4. Enforce the highest information security and governance standards
5. Produce aggregated reporting outputs and algorithms capable of identifying service variation and granular clinical cohorts within the selected clinical pathways.
Processing:
Processing activities:
1) North West Data Services for Commissioners Regional Office (North West DSCRO – part of NHS Digital) receives a flow of identifiable SUS data. North West DSCRO also receives identifiable local provider data directly from Providers.
2) Data quality management and pseudonymisation of data is completed by North West DSCRO and the pseudonymised data is then passed securely to Arden and GEM CSU for the addition of derived fields and analysis.
3) Arden and GEM CSU then pass the processed, pseudonymised data to the secure AIMES CHC Data Warehouse environment for the addition of derived fields and the linkage of SUS and Local Provider data sets.

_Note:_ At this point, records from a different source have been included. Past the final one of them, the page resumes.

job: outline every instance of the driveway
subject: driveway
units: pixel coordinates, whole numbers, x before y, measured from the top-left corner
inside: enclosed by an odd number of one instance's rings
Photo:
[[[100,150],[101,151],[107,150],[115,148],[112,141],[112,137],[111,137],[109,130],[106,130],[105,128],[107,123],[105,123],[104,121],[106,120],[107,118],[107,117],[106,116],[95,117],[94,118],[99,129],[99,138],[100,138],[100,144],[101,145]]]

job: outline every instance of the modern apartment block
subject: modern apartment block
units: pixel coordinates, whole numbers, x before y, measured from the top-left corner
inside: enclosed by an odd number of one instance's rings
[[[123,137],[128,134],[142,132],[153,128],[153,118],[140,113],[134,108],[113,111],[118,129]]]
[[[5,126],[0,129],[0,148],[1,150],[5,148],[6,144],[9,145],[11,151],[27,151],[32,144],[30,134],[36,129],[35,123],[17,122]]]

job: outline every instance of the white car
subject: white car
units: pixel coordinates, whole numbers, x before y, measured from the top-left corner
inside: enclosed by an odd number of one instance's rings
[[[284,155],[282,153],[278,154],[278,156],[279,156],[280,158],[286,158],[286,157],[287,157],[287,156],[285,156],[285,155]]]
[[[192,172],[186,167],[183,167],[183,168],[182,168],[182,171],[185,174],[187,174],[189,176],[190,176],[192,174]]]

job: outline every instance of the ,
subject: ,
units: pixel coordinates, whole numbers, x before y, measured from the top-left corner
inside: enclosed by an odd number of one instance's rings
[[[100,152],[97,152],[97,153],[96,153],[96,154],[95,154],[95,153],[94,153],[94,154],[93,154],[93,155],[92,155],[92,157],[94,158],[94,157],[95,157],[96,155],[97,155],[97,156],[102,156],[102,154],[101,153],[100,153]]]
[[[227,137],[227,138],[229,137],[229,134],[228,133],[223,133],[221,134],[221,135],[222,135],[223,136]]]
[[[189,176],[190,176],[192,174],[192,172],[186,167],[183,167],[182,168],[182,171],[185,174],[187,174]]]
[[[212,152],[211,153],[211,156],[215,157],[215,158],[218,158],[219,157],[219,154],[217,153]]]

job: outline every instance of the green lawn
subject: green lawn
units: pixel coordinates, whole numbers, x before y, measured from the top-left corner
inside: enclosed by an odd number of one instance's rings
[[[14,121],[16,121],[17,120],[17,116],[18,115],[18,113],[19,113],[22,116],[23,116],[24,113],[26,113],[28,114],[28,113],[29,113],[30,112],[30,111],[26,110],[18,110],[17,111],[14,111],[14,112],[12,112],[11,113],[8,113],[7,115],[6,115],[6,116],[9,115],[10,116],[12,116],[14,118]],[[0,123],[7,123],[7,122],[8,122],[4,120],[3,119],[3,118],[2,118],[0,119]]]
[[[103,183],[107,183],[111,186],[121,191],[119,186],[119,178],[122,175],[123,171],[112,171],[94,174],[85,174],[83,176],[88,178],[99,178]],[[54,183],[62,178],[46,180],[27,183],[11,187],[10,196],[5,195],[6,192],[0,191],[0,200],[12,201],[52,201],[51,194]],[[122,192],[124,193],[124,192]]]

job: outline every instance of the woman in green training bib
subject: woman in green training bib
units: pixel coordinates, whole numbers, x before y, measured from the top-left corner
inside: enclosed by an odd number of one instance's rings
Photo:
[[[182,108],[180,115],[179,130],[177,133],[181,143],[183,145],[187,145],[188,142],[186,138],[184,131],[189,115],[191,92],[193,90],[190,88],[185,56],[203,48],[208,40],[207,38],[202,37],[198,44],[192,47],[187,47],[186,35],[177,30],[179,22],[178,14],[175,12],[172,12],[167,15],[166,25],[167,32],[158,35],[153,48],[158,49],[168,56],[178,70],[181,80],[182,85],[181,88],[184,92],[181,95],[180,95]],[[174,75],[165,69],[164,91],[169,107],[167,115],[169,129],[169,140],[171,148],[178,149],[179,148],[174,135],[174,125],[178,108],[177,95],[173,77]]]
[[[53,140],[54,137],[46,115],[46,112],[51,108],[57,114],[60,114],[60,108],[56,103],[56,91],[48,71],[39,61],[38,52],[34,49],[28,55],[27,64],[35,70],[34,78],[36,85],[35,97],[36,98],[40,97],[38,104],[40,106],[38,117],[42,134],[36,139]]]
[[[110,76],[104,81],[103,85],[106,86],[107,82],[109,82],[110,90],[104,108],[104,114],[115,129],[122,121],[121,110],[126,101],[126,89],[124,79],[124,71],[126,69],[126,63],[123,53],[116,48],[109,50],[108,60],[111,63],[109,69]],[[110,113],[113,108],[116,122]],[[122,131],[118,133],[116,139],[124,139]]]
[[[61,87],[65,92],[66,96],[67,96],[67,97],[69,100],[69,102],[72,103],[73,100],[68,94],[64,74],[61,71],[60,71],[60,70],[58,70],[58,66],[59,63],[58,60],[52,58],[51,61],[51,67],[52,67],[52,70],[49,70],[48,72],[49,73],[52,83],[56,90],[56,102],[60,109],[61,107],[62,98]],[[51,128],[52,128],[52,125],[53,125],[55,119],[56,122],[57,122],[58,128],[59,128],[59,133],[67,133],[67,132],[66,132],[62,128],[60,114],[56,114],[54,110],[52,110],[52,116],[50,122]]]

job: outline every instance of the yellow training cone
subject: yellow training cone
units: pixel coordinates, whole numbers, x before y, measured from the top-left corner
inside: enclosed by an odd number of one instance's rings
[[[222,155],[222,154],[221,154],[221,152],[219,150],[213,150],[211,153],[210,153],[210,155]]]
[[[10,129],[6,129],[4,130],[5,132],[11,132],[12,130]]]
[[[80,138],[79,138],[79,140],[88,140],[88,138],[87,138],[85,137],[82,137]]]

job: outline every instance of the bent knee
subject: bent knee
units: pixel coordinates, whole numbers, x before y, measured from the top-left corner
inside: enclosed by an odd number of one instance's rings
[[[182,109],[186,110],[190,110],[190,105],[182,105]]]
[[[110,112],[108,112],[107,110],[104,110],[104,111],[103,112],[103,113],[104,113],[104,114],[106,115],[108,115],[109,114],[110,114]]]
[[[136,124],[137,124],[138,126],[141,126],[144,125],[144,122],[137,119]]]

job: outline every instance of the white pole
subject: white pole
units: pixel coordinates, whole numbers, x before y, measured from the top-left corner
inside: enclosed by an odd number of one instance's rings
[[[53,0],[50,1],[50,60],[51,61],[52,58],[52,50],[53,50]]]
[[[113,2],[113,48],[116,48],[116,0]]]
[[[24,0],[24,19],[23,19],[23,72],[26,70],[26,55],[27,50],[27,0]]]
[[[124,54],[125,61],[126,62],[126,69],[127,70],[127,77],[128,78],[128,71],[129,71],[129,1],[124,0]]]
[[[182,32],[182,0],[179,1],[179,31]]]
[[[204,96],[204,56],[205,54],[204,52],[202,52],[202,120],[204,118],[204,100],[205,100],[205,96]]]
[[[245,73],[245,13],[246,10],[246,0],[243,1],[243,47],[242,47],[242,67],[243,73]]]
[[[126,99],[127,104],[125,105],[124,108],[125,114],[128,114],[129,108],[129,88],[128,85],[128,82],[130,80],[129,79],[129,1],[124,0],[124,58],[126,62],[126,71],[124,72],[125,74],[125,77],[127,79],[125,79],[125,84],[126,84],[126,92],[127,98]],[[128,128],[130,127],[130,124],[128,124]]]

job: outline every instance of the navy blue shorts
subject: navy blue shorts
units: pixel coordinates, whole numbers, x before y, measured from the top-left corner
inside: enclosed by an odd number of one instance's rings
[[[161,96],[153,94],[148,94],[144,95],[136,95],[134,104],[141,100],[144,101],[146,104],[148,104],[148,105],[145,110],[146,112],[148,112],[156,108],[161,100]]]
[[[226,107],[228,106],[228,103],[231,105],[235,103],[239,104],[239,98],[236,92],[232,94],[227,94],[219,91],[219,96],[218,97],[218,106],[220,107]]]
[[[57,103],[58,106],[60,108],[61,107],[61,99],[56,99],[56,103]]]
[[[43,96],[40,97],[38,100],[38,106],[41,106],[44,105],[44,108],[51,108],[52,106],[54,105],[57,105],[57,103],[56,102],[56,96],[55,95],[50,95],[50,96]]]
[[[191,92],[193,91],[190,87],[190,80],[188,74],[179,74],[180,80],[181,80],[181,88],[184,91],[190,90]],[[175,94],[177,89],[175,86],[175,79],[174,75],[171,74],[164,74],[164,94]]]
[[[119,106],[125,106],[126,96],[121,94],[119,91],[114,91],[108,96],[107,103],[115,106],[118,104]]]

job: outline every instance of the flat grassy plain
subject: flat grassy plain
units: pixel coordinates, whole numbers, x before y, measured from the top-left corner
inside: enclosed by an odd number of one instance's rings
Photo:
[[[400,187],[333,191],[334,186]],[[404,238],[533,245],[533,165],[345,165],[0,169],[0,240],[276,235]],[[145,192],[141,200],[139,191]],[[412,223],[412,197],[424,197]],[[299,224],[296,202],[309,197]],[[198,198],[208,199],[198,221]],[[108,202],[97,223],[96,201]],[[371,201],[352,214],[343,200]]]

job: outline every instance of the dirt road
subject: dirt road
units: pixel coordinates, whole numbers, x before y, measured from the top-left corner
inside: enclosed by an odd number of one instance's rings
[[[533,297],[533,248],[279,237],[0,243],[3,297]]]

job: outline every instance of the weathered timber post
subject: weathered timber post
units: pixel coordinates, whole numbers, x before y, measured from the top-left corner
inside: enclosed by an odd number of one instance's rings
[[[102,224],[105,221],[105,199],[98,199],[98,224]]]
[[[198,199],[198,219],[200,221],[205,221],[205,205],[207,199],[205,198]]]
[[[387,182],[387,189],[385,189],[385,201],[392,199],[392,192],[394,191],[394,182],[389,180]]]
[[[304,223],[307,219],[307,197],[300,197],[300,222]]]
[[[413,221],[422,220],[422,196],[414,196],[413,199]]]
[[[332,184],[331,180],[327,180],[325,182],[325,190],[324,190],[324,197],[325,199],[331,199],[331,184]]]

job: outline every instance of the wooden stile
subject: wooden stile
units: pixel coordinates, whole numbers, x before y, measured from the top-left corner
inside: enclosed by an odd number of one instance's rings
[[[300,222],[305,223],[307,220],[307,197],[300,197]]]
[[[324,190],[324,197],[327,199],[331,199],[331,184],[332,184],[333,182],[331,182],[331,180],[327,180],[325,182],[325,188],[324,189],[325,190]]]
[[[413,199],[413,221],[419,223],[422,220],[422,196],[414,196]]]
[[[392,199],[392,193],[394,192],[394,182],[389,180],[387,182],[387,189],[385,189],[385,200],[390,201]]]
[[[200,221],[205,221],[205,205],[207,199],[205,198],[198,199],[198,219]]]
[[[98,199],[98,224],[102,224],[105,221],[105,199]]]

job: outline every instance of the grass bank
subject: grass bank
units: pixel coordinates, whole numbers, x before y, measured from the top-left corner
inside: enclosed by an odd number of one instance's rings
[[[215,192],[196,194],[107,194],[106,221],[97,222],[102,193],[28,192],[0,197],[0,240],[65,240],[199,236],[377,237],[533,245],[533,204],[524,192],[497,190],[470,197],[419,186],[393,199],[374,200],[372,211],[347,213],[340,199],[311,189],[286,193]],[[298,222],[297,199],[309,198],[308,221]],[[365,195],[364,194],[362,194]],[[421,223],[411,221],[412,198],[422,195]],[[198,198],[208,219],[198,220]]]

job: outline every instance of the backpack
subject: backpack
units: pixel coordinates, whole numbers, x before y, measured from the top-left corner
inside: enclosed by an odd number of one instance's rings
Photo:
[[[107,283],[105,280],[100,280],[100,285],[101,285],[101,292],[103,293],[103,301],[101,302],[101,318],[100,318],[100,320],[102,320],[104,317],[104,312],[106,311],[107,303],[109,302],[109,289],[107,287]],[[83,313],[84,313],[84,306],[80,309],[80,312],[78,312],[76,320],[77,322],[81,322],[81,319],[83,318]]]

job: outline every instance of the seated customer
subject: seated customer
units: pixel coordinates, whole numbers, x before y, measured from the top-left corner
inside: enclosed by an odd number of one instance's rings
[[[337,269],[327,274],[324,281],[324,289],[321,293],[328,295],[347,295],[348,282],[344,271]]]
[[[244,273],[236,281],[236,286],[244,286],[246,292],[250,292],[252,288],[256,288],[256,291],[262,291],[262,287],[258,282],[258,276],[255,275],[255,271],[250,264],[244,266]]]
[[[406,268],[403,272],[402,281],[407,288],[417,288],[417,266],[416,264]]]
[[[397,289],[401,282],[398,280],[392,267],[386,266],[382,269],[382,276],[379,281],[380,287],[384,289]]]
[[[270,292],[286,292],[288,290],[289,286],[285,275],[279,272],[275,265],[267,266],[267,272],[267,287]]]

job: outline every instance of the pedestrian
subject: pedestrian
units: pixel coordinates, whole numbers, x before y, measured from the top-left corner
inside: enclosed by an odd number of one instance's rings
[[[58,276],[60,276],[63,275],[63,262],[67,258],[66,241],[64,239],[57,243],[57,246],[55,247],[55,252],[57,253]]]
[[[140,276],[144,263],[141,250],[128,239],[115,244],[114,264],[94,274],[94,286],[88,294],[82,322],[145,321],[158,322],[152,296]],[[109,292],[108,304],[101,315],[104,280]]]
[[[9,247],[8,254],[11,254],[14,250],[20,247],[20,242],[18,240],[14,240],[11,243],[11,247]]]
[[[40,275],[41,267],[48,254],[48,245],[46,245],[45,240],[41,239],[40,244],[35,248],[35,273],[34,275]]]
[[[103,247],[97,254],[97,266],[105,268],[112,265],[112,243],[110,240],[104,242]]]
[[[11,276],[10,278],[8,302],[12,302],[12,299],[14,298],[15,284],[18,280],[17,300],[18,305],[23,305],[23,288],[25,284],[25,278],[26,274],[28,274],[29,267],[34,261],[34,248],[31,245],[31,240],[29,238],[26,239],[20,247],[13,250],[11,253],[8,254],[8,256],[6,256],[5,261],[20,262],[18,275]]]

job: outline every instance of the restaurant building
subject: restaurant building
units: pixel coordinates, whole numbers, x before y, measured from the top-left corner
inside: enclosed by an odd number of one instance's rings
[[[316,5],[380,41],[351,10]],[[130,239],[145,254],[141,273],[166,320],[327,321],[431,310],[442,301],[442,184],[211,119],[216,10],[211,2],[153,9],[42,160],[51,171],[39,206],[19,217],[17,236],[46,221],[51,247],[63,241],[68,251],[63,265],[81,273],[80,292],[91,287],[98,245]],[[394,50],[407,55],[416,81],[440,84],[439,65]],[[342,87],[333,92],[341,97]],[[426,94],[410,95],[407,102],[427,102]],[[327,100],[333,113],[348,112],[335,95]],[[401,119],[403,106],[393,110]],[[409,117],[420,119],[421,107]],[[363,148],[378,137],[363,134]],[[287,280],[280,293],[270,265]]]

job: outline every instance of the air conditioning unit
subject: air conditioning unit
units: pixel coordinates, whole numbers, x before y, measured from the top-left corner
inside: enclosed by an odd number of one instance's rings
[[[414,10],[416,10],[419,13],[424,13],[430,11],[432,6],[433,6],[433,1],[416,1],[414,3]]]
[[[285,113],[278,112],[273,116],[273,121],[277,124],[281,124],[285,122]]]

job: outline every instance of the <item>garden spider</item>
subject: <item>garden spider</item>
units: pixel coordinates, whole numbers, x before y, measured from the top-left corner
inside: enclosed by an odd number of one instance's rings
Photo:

4) AIMES CHC Data Warehouse will then make the processed, pseudonymised and linked data available to Lancashire Care NHS Foundation Trust who hosts the CHC programme. All analysts are either:
5) Substantive employees of the trust or
6) Individuals employed by the University of Liverpool working under Honorary Contracts
Access is via secure VPN and analysis of the data is to identify patient cohort journeys for pathways or service design, re-design and de-commissioning.
7) Patient level data will not be shared outside of the Data Controller and will only be shared within the Data Controller on a need to know basis, as per the purposes stipulated within the Data Sharing Agreement. Only aggregated reports with small number suppression can be shared externally.
Aimes may only process the data as defined within this agreement, and the data controller will ensure that a robust agreement is in place with AIMES to ensure that any requirements within this agreement are in place with AIMES.
Once data is sent from Arden and GEM CSU, the data will be deleted and not held on the CSU servers. Arden and GEM CSU will not share data with any organisations other that those listed within the Data Sharing Agreement.